In this paper, using continued fraction, we provide a new quicker sequence convergent to Euler’s constant. We demonstrate the superiority of our new convergent sequences over DeTemple’s sequence, Mortici’s sequences, Vernescu’s sequence, and Lu’s sequence.

Introduction

As it is known, defining some new approximations toward fundamental constants plays an important role in the field of mathematical constants. One of the most famous constants is Euler’s constant \(\gamma =0.577215\dots \), which is defined as the limit of the sequence

$$\begin{aligned}& \gamma_{n}=\sum_{k=1}^{n} \frac{1}{k} - \ln n \end{aligned}$$
(1.1)

and has numerous applications in many areas of pure and applied mathematics, such as analysis, number theory, theory of probability, applied statistics, and special functions.

Up until now, many authors have devoted great efforts and achieved much in the area of improving the convergence rate of the sequence \((\gamma_{n})_{n\geq 1}\). Among them, there are many inspiring achievements. For example, the estimate

$$\begin{aligned}& \frac{1}{2(n+1)}< \gamma_{n}-\gamma < \frac{1}{2n} \quad \mathrm{(Young)} \end{aligned}$$
(1.2)

was given in [14].

In [5, 6], a new sequence \((D_{n})_{n\geq 1}\) converging faster to γ was introduced, which is defined as

$$\begin{aligned}& D_{n}=1+\frac{1}{2}+\frac{1}{3}+\cdots + \frac{1}{n} - \ln \biggl(n+ \frac{1}{2} \biggr). \end{aligned}$$
(1.3)

DeTemple also concluded that the speed of the new sequence to γ is of order \(n^{-2}\) since

$$\begin{aligned}& \frac{1}{24(n+1)^{2}}< D_{n}-\gamma < \frac{1}{24n^{2}} \quad \mathrm{(DeTemple)}. \end{aligned}$$
(1.4)

Another modification was provided by Vernescu [7] as

$$\begin{aligned}& V_{n}=1+\frac{1}{2}+\frac{1}{3}+\cdots + \frac{1}{n-1}+\frac{1}{2n}- \ln n, \end{aligned}$$
(1.5)

who proved that

$$\begin{aligned}& \frac{1}{12(n+1)^{2}}< \gamma -V_{n}< \frac{1}{12n^{2}}. \end{aligned}$$
(1.6)

It is easy to conclude that though (1.3) and (1.5) only make slight modifications on the Euler’s sequence (1.1), but the convergent rates are significantly improved from \(n^{-1}\) to \(n^{-2}\).

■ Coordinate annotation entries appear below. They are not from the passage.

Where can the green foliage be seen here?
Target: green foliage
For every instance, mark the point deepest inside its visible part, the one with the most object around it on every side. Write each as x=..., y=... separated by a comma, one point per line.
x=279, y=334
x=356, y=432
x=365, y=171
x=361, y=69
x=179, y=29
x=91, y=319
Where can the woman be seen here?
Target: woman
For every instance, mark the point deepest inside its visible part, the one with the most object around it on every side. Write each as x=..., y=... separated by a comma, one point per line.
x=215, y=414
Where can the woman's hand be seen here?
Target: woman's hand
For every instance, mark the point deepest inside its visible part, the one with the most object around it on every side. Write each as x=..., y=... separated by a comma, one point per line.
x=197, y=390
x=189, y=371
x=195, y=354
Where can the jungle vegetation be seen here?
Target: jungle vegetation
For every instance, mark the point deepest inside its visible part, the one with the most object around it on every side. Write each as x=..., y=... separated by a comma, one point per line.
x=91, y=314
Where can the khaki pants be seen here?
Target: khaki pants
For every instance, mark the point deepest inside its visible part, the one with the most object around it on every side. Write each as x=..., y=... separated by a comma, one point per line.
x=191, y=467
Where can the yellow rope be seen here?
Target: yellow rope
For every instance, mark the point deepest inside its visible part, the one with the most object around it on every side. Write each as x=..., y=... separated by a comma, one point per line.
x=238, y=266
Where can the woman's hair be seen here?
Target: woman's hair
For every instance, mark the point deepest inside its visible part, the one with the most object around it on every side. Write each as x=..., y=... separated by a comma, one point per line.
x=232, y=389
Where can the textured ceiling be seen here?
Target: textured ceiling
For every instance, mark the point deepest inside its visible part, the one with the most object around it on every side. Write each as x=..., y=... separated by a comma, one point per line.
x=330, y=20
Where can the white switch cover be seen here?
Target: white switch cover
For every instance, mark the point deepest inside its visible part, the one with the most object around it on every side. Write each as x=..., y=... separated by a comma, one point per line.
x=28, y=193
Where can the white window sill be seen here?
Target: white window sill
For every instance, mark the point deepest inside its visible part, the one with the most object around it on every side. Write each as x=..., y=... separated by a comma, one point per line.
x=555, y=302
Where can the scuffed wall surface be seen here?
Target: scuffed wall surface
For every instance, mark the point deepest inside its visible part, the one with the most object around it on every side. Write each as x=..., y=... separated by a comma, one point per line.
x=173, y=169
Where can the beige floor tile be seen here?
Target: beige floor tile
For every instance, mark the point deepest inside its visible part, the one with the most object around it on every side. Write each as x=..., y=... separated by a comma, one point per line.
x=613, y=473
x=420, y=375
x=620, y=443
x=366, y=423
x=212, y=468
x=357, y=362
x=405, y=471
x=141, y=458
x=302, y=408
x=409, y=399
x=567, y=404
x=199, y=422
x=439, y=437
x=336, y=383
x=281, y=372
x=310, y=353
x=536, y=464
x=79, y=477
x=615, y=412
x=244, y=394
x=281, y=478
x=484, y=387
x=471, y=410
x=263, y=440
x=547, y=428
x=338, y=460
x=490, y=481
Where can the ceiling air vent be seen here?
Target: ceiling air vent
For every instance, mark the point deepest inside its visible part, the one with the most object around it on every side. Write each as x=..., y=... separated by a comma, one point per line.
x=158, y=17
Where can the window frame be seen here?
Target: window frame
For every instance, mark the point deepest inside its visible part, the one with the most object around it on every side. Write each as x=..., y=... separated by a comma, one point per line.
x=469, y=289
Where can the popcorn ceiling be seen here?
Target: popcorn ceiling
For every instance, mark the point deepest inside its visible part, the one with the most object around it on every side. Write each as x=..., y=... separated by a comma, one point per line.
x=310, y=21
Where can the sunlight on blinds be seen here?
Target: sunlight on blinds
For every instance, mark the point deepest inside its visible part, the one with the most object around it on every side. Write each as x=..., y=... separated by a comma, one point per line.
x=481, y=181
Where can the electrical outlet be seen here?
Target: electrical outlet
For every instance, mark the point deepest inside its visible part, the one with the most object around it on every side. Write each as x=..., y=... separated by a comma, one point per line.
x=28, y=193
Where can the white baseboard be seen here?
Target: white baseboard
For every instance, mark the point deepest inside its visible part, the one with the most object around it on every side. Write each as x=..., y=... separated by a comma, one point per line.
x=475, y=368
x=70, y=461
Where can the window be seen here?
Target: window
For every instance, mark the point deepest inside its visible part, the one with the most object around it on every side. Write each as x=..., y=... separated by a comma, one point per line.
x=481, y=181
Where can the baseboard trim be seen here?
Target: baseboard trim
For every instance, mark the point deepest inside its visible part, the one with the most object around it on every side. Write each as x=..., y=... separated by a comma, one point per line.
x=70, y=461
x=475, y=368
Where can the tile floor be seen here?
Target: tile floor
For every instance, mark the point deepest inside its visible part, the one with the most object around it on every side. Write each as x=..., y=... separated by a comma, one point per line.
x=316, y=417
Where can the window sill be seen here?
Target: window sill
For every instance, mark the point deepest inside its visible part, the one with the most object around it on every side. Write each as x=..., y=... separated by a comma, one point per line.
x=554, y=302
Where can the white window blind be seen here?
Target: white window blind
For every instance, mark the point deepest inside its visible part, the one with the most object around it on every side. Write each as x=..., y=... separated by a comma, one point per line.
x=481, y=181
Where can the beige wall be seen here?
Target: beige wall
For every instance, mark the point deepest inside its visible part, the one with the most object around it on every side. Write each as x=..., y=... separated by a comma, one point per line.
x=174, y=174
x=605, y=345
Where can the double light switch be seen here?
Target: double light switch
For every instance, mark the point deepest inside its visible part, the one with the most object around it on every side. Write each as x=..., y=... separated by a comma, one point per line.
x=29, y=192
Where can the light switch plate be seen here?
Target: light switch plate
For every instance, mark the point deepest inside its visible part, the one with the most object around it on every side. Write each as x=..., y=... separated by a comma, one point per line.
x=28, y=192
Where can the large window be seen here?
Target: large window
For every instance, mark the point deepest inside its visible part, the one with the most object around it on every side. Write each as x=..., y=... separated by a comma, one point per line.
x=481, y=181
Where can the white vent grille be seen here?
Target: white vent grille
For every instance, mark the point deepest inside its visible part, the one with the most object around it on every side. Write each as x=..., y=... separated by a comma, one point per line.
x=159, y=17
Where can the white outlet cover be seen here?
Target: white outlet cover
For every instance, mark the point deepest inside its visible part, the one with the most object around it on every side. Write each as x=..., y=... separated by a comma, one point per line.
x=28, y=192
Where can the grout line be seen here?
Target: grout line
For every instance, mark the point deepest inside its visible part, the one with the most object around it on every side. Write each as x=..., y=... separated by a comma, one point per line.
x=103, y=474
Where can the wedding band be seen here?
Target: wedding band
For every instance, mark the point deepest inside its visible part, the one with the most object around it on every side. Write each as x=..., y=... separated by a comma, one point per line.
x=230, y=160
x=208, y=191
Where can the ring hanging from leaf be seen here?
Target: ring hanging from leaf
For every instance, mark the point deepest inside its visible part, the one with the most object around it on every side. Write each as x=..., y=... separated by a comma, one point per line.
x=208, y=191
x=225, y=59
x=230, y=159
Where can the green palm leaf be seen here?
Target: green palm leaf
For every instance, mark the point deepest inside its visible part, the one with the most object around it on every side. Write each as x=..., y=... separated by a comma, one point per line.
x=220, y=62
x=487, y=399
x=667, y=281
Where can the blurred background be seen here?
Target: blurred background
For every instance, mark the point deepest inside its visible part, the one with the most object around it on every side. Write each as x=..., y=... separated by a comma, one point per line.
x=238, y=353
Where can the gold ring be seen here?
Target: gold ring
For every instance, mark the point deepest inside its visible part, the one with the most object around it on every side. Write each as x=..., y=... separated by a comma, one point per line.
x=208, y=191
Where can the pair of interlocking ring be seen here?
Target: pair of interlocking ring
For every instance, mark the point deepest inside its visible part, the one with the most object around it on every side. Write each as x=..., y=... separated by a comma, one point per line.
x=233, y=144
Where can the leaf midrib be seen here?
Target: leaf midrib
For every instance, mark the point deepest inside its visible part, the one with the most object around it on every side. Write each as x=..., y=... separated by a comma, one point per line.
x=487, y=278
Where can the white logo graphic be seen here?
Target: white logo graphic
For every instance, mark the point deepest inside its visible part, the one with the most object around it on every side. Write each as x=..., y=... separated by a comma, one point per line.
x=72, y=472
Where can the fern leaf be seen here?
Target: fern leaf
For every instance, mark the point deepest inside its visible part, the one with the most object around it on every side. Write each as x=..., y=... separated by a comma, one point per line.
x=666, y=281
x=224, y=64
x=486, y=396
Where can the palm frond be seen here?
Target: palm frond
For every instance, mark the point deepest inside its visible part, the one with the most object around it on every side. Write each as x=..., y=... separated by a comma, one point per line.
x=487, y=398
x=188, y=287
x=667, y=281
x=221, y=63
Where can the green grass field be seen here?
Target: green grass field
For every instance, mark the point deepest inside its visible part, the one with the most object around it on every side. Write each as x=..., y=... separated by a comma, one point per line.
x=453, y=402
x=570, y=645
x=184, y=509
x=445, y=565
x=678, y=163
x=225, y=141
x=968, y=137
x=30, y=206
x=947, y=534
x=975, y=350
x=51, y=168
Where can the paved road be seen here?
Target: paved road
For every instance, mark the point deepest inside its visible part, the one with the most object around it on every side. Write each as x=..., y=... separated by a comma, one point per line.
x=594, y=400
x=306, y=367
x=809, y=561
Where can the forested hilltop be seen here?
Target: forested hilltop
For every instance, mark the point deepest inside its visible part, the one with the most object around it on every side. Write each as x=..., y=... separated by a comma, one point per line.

Moreover, Mortici obtained some sequences converging even faster than (1.1), (1.3), and (1.5). More specifically, Mortici [8] constructed the following two sequences:

$$\begin{aligned}& u_{n}=1+\frac{1}{2}+\frac{1}{3}+\cdots + \frac{1}{n-1}+\frac{1}{(6-2 \sqrt{6})n}- \ln \biggl(n+\frac{1}{\sqrt{6}} \biggr), \end{aligned}$$
(1.7)
$$\begin{aligned}& v_{n}=1+\frac{1}{2}+\frac{1}{3}+\cdots + \frac{1}{n-1}+\frac{1}{(6+2 \sqrt{6})n}- \ln \biggl(n-\frac{1}{\sqrt{6}} \biggr). \end{aligned}$$
(1.8)

Both (1.7) and (1.8) had been proved to converge to γ as \(n^{-3}\).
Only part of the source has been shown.